Getting more women into the workplace has been flagged up as a pressing issue by the Scottish Government.
According to first minister Alex Salmond, unemployment in Scotland recently fell by the biggest amount in more than a year. This, he said, means the employment rate in the country is above the UK average.
However, he insisted more still needs to be done, as many females in particular have not "shared in that job success".
Mr Salmond has therefore confirmed the first ever Women's Employment Summit will be staged in Scotland before the end of 2012.
This showcase of jobs and careers for women will involve public and private sector organisations, while voluntary groups will also take part.
The announcement has been hailed by Christina McKelvie of the Scottish National Party, who said female employment is a "serious issue" right now.
"Women have a lot to offer our economy and we must do everything we can to ensure we utilise these talents and abilities," she commented.
Ms McKelvie insisted that getting more females into employment is critical both for households around the country and the wider economy.

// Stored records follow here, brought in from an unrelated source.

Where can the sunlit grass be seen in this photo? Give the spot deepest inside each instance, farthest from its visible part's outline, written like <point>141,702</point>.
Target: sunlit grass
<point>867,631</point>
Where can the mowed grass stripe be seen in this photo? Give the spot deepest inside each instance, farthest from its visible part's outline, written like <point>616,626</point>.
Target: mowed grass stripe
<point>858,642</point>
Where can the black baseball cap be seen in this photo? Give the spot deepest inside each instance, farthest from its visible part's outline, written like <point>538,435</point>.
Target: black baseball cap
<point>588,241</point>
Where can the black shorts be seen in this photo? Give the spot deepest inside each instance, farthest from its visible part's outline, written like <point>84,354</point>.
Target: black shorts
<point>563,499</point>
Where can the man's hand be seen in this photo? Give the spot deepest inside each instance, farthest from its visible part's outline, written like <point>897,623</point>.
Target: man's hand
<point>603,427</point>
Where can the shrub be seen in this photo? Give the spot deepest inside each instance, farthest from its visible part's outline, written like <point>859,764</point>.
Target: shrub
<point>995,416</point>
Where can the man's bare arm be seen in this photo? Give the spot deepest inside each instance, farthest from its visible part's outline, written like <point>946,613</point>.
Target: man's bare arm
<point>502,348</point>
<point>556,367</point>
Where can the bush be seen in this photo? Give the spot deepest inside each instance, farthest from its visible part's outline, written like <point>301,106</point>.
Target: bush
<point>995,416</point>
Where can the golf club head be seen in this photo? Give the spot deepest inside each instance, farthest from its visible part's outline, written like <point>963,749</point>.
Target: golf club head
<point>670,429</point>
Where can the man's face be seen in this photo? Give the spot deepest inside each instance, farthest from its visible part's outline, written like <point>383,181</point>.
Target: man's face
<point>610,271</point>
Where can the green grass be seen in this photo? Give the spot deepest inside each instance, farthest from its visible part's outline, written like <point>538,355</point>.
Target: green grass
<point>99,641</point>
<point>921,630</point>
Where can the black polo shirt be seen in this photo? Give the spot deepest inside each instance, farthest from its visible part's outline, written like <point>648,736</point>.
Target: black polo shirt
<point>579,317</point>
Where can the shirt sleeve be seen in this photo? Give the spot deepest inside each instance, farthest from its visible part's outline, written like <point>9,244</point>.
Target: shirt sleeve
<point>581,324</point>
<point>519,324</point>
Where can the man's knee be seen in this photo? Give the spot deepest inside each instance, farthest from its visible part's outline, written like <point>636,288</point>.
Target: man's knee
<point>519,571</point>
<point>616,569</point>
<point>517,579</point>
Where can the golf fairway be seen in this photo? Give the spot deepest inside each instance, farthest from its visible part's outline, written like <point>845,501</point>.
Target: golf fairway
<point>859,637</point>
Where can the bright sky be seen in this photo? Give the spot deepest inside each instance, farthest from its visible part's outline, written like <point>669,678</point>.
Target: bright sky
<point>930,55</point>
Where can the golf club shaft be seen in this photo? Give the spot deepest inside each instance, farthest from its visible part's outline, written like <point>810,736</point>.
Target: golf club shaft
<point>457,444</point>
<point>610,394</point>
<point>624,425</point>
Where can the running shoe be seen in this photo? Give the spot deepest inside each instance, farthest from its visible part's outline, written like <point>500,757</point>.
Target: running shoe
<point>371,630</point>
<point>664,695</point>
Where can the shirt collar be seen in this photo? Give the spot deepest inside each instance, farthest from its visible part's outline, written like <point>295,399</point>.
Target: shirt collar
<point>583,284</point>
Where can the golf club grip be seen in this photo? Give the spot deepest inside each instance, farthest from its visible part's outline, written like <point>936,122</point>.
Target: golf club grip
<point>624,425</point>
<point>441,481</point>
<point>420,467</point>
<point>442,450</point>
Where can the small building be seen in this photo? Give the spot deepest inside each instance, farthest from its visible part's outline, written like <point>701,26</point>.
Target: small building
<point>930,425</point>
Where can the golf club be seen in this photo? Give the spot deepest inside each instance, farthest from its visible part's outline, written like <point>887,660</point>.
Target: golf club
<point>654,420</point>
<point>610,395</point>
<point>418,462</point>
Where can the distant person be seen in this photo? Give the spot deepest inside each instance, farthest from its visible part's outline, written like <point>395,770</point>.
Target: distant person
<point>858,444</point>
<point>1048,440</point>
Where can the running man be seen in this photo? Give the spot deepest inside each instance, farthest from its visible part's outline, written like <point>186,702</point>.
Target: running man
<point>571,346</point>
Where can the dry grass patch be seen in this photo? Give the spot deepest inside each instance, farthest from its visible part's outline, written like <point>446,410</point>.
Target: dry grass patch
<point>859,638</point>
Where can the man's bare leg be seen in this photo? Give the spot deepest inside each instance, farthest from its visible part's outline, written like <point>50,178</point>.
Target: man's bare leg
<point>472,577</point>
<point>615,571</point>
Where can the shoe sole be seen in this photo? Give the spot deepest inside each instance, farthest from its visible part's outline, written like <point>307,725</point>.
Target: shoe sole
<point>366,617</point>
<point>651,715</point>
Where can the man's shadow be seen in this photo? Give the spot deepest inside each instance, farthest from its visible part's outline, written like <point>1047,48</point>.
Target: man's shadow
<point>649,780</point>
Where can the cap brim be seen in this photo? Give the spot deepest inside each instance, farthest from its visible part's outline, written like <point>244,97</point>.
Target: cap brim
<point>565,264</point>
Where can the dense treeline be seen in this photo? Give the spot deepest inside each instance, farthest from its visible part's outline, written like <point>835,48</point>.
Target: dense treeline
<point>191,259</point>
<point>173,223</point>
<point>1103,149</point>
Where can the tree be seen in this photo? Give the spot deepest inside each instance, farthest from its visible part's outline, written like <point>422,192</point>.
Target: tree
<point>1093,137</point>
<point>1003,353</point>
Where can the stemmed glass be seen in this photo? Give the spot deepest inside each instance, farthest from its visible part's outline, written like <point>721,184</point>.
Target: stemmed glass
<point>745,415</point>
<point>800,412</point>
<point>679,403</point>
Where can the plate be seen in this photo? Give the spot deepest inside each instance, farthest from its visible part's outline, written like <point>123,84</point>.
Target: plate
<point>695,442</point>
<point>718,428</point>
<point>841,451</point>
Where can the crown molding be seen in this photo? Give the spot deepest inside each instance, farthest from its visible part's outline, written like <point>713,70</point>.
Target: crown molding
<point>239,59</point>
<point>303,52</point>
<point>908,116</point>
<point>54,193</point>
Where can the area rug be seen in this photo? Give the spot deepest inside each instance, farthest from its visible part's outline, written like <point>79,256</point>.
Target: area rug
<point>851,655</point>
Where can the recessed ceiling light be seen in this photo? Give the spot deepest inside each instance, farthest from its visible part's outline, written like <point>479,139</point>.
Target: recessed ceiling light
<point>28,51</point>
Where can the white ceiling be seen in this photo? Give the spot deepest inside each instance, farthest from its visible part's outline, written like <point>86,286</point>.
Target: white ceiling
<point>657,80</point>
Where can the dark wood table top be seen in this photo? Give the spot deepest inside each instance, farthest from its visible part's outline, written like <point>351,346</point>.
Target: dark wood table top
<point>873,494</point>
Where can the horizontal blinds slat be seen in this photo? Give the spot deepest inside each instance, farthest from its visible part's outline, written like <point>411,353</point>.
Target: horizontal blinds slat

"Women's progress in the workplace needs to be nurtured and I believe this summit is a strong step in doing that," she stated.
Mr Salmond also insisted that the skills and experience of women should not be under-utilised, particularly at a time when Scotland is going through "tough economic times".
The first minister said the Women's Employment Summit will be an important step towards creating more jobs for females and helping them find suitable positions.
Trade union STUC will work with the Scottish Government in delivering the summit, as the number of women out of work north of the border is one of its main concerns at the moment.
General secretary Grahame Smith said his organisation is looking forward to working "constructively" with the Holyrood administration on the issue during the next few months.
Mr Salmond identified jobs as the main priority of the Scottish Government and said this is a value it shares with STUC. He added that policymakers have already begun working with the union on issues such as getting more women into the manufacturing industry.